The web interface will be demonstrated.

achievements The implementation has gained significant stability from over 5 years of production use by a large, demanding group.

In the last three years, it's been ported to Linux on four different CPU architectures and transformed from a corporate research project into a free software project.

The builder provides completely automatic language-independent dependency detection.

Because of the way the builder is designed, there's a guarantee of precise build repeatability.

It's competitive with [expensive] commercial configuration management systems, but it's free.

(More details at: http://www.vestasys.org/why-vesta.html)

future plans The core design has been stable for several years, and we don't anticipate it changing much. Future plans include:
  • Installable RedHat/Debian packages (probably by the time of CodeCon).
  • Secure authentication between remote repositories and encryption of transactions.
  • The ability to trigger arbitrary actions on repository changes (e.g. sending e-mail on checkin).
  • Ports to new platforms (Solaris, FreeBSD, Darwin/MacOSX, others).

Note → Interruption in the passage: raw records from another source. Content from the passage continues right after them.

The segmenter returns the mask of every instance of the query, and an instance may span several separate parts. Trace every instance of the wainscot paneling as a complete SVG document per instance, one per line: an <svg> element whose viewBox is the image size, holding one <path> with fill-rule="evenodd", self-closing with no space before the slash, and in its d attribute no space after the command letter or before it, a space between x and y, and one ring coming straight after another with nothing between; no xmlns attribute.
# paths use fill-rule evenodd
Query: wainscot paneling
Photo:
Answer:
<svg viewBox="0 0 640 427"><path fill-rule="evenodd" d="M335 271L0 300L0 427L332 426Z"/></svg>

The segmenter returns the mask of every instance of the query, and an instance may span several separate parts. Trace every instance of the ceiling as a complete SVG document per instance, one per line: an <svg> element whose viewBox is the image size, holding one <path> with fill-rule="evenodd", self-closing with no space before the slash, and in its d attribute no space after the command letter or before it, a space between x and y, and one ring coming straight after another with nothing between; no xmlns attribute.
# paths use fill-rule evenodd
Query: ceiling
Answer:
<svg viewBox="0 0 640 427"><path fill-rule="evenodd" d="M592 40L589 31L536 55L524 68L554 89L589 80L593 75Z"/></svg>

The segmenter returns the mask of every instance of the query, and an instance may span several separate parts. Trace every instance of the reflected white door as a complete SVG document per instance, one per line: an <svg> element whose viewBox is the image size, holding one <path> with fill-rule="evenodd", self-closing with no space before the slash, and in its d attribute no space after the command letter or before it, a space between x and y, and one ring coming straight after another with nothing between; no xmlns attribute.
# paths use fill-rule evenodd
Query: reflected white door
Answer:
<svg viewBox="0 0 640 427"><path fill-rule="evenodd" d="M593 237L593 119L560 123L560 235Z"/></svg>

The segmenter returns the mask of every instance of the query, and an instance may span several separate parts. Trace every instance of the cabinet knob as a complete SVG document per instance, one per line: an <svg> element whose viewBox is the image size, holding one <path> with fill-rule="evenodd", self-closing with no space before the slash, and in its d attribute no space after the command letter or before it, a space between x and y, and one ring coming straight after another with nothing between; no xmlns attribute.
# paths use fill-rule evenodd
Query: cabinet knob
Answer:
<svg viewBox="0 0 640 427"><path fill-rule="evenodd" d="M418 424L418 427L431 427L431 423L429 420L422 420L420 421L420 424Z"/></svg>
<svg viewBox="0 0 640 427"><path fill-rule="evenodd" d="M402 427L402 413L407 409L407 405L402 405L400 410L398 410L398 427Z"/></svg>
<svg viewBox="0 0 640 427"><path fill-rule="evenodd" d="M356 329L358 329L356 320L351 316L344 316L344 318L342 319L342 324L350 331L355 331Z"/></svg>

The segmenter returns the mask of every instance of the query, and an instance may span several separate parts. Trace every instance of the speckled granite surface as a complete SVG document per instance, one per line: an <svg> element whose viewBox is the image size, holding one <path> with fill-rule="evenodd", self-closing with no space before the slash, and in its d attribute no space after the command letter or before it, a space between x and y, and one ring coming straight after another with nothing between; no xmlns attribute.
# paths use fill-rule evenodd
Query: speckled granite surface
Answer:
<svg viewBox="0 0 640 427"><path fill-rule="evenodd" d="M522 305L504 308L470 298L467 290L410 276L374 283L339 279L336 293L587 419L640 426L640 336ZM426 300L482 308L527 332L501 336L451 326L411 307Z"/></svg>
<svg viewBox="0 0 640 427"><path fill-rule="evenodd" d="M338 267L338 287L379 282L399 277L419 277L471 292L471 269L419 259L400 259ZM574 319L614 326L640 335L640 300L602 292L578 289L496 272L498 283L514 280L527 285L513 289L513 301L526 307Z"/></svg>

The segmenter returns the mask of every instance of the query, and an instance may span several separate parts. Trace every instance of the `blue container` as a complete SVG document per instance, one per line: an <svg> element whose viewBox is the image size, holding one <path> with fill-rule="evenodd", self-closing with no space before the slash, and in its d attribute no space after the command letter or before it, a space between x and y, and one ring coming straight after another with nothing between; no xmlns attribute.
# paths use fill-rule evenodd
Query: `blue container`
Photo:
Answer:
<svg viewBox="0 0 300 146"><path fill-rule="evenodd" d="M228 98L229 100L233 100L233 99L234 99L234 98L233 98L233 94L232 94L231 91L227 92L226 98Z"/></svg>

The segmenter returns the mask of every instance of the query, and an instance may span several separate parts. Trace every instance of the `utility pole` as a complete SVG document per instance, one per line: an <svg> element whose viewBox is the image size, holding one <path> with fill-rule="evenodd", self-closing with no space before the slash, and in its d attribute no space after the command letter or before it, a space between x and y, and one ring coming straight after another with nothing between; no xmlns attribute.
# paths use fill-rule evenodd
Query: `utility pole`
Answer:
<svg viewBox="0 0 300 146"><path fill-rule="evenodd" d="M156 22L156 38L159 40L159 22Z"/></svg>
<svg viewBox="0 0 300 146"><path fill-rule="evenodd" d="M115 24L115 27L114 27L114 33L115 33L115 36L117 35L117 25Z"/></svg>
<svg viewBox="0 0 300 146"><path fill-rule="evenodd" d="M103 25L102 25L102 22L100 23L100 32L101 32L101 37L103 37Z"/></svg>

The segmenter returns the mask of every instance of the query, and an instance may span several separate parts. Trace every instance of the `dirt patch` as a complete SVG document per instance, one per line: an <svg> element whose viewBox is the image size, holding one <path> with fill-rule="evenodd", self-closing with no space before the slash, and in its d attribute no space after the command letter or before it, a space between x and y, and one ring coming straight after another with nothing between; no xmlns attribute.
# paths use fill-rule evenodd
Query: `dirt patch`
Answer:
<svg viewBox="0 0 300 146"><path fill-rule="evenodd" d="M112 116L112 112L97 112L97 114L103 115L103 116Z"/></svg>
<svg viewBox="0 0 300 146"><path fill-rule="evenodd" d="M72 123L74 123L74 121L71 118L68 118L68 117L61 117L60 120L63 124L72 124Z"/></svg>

Xerblin - multi-language compiler/debugger/profiler/linker/versioning IDE
presentersSimon P. Forman
historyI first conceived of this system several years ago. It has many novel properties, so many, in fact, that I knew I'd have to provide a working demo to convince other programmers that it could actually work. Since then I have worked on writing such demos in my spare time, but I haven't until now, ever fully implemented full working demo.
demo
  • Read in a simple c-language program and graph it's Abstract Syntax Tree (AST)
  • Edit and debug the program at the AST level
  • Write the program back out both in c and in python and show that both versions run
  • Give a walkthough of the system's novel user interface
achievementsWorking "proof-of-concept" demo version. Can parse c source, can graph AST's and allow editing and verification at an abstract level, yet still "run" the software. Simple and very powerful user interface modeled on Oberon OS.
future plansSupport more languages and object file formats. Grow to encompass general human-computer interfacing.